Sunday, 11 February 2007

For Sake’s Sake

During his sellout phase, the cut-up king himself did a commercial for a well-known brand name (just do it) in which he said that the purpose of technology is not to confuse the brain but to serve the body. It had been scissors, and not a word processor, that first served his desire to cut things up. And I do believe that Asian children used scissors at some point to make the product he was pitching.

One might say that the platform used to publish these thoughts connects me to the world. The way this message will be received depends more upon my ability to make myself understood than its method of travel, however. For me to be able to communicate I have to take how I respond to stimuli and convert it into a form that can be received by someone other than myself. For me to communicate effectively, I have to be able to take that thought and translate it into language that someone else can comprehend. Fair enough.

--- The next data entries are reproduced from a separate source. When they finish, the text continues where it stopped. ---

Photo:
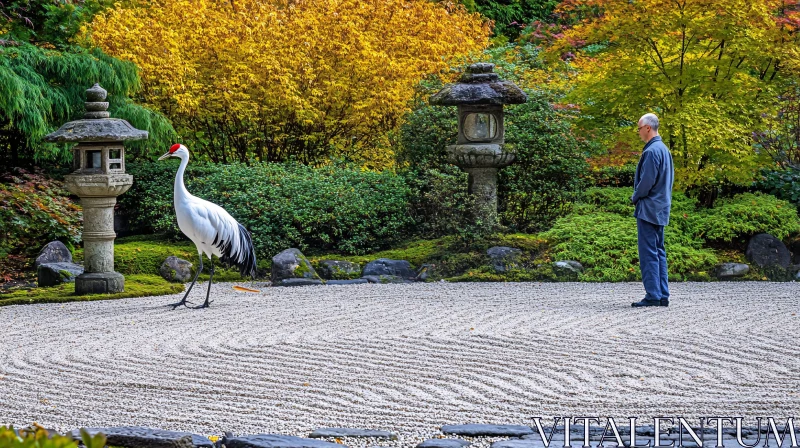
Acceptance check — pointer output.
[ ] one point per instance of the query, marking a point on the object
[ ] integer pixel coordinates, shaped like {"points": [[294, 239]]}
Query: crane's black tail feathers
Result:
{"points": [[245, 259]]}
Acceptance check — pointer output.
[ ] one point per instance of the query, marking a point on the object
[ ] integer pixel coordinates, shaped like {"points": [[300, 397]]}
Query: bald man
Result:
{"points": [[652, 196]]}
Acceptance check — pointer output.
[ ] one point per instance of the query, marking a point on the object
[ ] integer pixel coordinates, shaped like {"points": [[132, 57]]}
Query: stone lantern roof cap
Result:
{"points": [[478, 86], [96, 126]]}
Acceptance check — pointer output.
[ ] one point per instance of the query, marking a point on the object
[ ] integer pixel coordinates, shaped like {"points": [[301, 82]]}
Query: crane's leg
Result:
{"points": [[210, 278], [184, 302]]}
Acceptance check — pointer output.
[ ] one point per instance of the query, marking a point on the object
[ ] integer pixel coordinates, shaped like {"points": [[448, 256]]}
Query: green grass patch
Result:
{"points": [[137, 285], [144, 254]]}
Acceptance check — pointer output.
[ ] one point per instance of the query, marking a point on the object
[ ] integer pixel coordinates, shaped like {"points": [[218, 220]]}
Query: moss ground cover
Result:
{"points": [[136, 285]]}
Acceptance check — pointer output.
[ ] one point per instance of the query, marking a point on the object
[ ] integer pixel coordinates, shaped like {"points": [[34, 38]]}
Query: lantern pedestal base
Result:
{"points": [[99, 283]]}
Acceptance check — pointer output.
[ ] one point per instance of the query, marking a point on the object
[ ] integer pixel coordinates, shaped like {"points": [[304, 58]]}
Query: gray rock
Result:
{"points": [[338, 270], [388, 267], [276, 441], [385, 279], [732, 270], [139, 437], [476, 430], [291, 263], [766, 250], [517, 443], [568, 267], [444, 443], [51, 274], [504, 258], [298, 282], [355, 281], [176, 269], [351, 432], [53, 252]]}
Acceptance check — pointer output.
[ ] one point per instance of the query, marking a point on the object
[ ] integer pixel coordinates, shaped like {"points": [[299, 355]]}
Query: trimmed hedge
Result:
{"points": [[334, 208], [601, 232]]}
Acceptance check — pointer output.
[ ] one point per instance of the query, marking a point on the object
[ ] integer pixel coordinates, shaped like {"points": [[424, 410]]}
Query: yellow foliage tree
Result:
{"points": [[276, 79], [711, 69]]}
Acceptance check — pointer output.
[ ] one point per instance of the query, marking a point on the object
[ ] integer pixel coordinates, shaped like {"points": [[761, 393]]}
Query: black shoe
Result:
{"points": [[650, 302]]}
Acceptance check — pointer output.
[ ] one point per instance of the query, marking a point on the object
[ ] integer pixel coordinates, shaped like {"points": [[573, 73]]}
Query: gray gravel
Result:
{"points": [[406, 358]]}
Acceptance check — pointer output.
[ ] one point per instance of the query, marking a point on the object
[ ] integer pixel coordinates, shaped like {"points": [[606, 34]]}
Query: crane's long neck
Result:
{"points": [[180, 189]]}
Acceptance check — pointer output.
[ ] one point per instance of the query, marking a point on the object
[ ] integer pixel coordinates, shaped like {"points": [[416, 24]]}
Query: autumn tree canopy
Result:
{"points": [[711, 70], [287, 78]]}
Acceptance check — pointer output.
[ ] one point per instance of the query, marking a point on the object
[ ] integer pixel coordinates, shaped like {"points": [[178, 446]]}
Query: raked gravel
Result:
{"points": [[403, 358]]}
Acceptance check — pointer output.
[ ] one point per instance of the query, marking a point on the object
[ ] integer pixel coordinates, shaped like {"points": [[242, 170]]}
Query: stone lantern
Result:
{"points": [[480, 95], [98, 177]]}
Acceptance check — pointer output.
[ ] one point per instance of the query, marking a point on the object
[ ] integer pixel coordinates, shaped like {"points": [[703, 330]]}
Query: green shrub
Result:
{"points": [[33, 211], [283, 205], [745, 215], [546, 176], [612, 176], [606, 244], [784, 184], [443, 206]]}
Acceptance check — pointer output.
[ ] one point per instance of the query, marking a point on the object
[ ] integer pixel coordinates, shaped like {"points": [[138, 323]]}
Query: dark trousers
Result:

But what of the technology? Did my ability to cut and paste segments of the preceding paragraph enhance or inhibit the significant use of syntax? Where does the fault lie if it was indeed a hindrance?

‘Are you ready?’
Alvin Toffler wrote that the ratio of the rate of modern progress to the ability of the average person to digest it was growing and would continue to accelerate such that it could only result in chaos. As a matter of fact, stand-up comics had already begun making jokes about how their parents couldn’t program a VCR. No matter which comedian’s routine you heard, it was a slightly different version of the same story; but the joke was always on the doddering old fools. An earlier version has the “old man’s” confusion recorded onto the answering machine: “I heard him— he was there, but now he’s not saying anything…” And of course the sound of Mom in the background telling him to hang up. Real Jay Leno stolen from somebody else type stuff.

So there is a distinct difference between whether or not technology helps me, and whether it makes the world a better place for humans to live in general. Clearly it helps individually; Today I’m able to correspond with people around the world — almost no matter where I happen to be — with little more than the movement of my fingers. And I have an extensive number of choices as to which method of exchange I use. As a matter of fact, I can even make my choice based on how soon I want the communication to take place. Furthermore, I could, if I were so inclined, respond to a mobile text message with an e-mail in an attempt to avoid making a date. Non-responsiveness had once been considered antisocial, but now there are ways around that dilemma. “I sent you a message! Didn’t you get my message?” I could play the victim in a miscommunication as well. Is this where the truth lies?

I remember a period of time when I was surrounded by colleagues literally buzzing with Windows 95. It was coming. We were going to be ready. If we didn’t get on board, we’d be left behind. Anyway, it was going to make things so much easier from a logistical standpoint. The next fiscal year was spent trying to adapt to what turned out not to have been ready for us. What followed, once the bugs had been worked out—aside from further getting used to a new operating system, that is—was our need to accomplish more in a shorter period of time because the competition was able to do the same. So what was supposed to simplify our daily function really just accelerated it.

To serve
That last idea is nothing new. I’m sorry I even mentioned it. Of course technology has made, and is continuing to make life better. The entire world is on board in terms of wanting to communicate and do business with one another. That’s the most important thing. Our problems will sort themselves out, and technology is the key to making our economy grow, and when that happens it’s good for everyone, and don’t forget the part about our resourcefulness making our lives better. It wasn’t that long ago that being able to see photos from the other side of the earth of a city under water before the operation to rescue its residents was underway would have been just a dream. Now it’s a dream come true. I was blogging my outrage at the insufficient rescue efforts and eating a cheese sandwich at the same time! It was so cool! I think my comments were the most clever, and my sandwich was with mayonnaise! Well, it was Miracle Whip actually, which is better ‘cause the jar was about a year old or so, and you know mayo. And this is just one example of how human progress is helping humanity.

Why, just the other day the European Union agreed on an idea to finally tackle the pesky global warming. So that we can stop emitting those darned gases into the atmosphere, we’ll have cars that tell us when to shift gears and when to put air in our tires! For those of you who say that this is a nuisance, I should remind you that we still get to have cars! What do you mean it’s gonna cost an extra coupla thousand dollars? It’ll pay off in what we save on gas? How long? Gee, that’s an awful long time…


So when we search for modern solutions to our modern problems, are we serving ourselves or the problems? Is the globe being served by globalization, or Globalization by the globe? Are the latest developments curing our ills, or has modern convenience made life without them unthinkable? Does the economy serve the needs of the masses, or are the masses serving the needs of the market? Or are they just whims being served either way? When every ounce of dough is squeezed out of a consumer when he takes his next step into the future, is he being served as good as he could be? Has my choice of communication made it more effective?